SecureShield does this by protecting critical processor registers, such as the stack and instruction pointer registers as well as secure bus accesses. It has a secure memory protection unit to protect instruction and data memory, with up to 16 configurable memory regions and the option to use different scrambling and encryption for each region.
The Enhanced Security Package also has an encrypted, tamper-resistant pipeline and other protection features such as data- and instruction-path integrity checks and watchdog timers to help prevent IP theft and system attacks.
The ARC EM core is supported by software libraries for cryptography functions, such as SHA, AES, RSA and others, which run on the standard processor. Applying the CryptoPack option to the core adds custom instructions and extra registers, via APEX technology, the processor extension capability, which accelerate these libraries by up to seven times, for a 5 to 20% increase in gate count. If this doesn’t provide enough data throughput, the next step is to use a full crypto engine, as described earlier.
Synopsys adds another piece of the IoT puzzle through the embARC open software platform, an initiative to accelerate the development of embedded systems on ARC processors. This is complemented by partnerships with other vendors for operating systems, software and tools, some of which have a particular focus on security.

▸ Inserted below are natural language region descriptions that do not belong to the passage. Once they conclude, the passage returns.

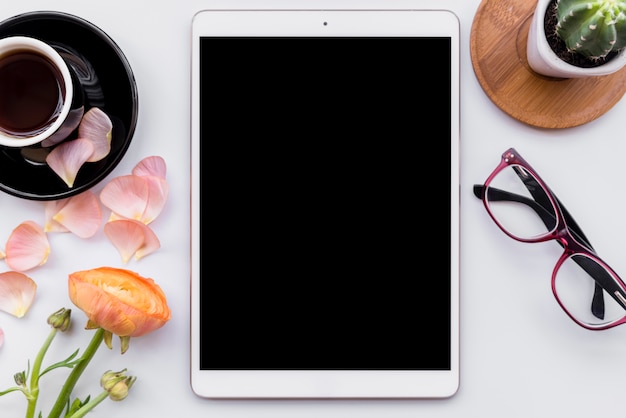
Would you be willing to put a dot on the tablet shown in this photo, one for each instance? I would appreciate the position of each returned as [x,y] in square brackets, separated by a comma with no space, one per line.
[324,204]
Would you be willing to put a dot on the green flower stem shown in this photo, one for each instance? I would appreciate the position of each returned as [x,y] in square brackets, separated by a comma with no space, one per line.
[90,405]
[77,371]
[34,377]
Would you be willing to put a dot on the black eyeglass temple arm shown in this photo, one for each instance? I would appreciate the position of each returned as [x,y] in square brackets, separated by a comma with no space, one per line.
[597,302]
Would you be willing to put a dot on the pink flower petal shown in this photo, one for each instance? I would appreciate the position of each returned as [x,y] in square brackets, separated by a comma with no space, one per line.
[17,293]
[131,237]
[151,166]
[51,208]
[27,247]
[68,157]
[127,196]
[81,214]
[157,197]
[97,128]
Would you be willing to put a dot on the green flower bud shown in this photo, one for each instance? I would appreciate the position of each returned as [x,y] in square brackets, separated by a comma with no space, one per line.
[117,384]
[20,378]
[60,319]
[120,390]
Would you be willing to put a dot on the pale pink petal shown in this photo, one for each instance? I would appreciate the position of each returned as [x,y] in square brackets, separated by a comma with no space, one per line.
[151,166]
[130,238]
[68,157]
[27,247]
[97,128]
[151,243]
[81,215]
[17,293]
[127,196]
[51,208]
[158,192]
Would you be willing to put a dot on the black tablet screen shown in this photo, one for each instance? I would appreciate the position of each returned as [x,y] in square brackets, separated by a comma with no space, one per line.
[325,214]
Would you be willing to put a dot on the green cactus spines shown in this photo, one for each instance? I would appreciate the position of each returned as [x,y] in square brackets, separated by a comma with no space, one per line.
[592,28]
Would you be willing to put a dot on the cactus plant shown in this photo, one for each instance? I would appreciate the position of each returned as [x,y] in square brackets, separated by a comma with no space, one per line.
[592,28]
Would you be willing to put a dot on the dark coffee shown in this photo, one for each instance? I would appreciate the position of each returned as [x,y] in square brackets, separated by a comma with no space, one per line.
[31,93]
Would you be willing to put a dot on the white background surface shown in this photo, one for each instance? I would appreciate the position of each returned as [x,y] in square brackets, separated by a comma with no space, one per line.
[520,354]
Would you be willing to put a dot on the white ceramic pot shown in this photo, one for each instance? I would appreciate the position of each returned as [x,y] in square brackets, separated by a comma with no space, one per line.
[544,61]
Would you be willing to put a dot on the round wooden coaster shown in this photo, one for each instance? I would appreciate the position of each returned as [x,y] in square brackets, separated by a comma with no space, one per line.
[498,51]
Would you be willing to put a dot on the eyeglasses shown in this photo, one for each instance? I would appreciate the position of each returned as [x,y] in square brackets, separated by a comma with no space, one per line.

Synopsys has built its portfolio of technology and expertise to secure the IoT nodes end-to-end through the development of its own hardware IP and the acquisition of secure IP company Elliptic Technologies, and through the acquisition of software quality, security and testing companies Coverity, Quotium, and Codenomicon. The tools and insights that these acquisitions bring are being applied synergistically, for example, to enhance the way that standalone security IP interacts with CPU cores. It’s an end-to-end approach to an end-to-end issue.

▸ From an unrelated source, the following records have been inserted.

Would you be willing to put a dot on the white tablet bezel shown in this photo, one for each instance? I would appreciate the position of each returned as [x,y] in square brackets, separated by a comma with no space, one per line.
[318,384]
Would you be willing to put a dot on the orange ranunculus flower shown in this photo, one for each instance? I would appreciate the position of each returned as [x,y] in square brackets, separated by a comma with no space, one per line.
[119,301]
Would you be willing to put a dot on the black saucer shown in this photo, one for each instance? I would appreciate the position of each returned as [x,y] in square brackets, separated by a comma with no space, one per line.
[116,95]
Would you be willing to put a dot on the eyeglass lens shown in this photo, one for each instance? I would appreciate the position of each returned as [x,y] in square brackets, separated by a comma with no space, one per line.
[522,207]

- The DesignWare ARC Processors are highly configurable so they can be tailored to meet the performance, power and area requirements of each target application.

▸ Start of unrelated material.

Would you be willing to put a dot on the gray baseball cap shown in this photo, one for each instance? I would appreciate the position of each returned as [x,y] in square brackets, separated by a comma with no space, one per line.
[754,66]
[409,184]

- Synopsys’ security IP solutions include a range of cryptography cores, security protocol accelerators and processors, embedded security IP modules, secure boot and cryptography middleware as well as content protection IP for integration into system-on-chips.
- The ARC Access Program expands the choice of embedded software and hardware solutions available for DesignWare ARC processor cores
- The embARC Open Software Platform consists of software and documentation to accelerate the development of embedded systems based on DesignWare ARC processors.
Angela Raucher is product line manager for Synopsys’ ARC EM processors. She has more than 20 years of experience in the semiconductor industry and has held a number of leadership positions in product line management, technical support, software development and marketing across embedded processing and mixed-signal semiconductor businesses serving consumer, industrial, communications and automotive markets. Angela holds a Bachelor of Science degree in electrical engineering from Virginia Tech.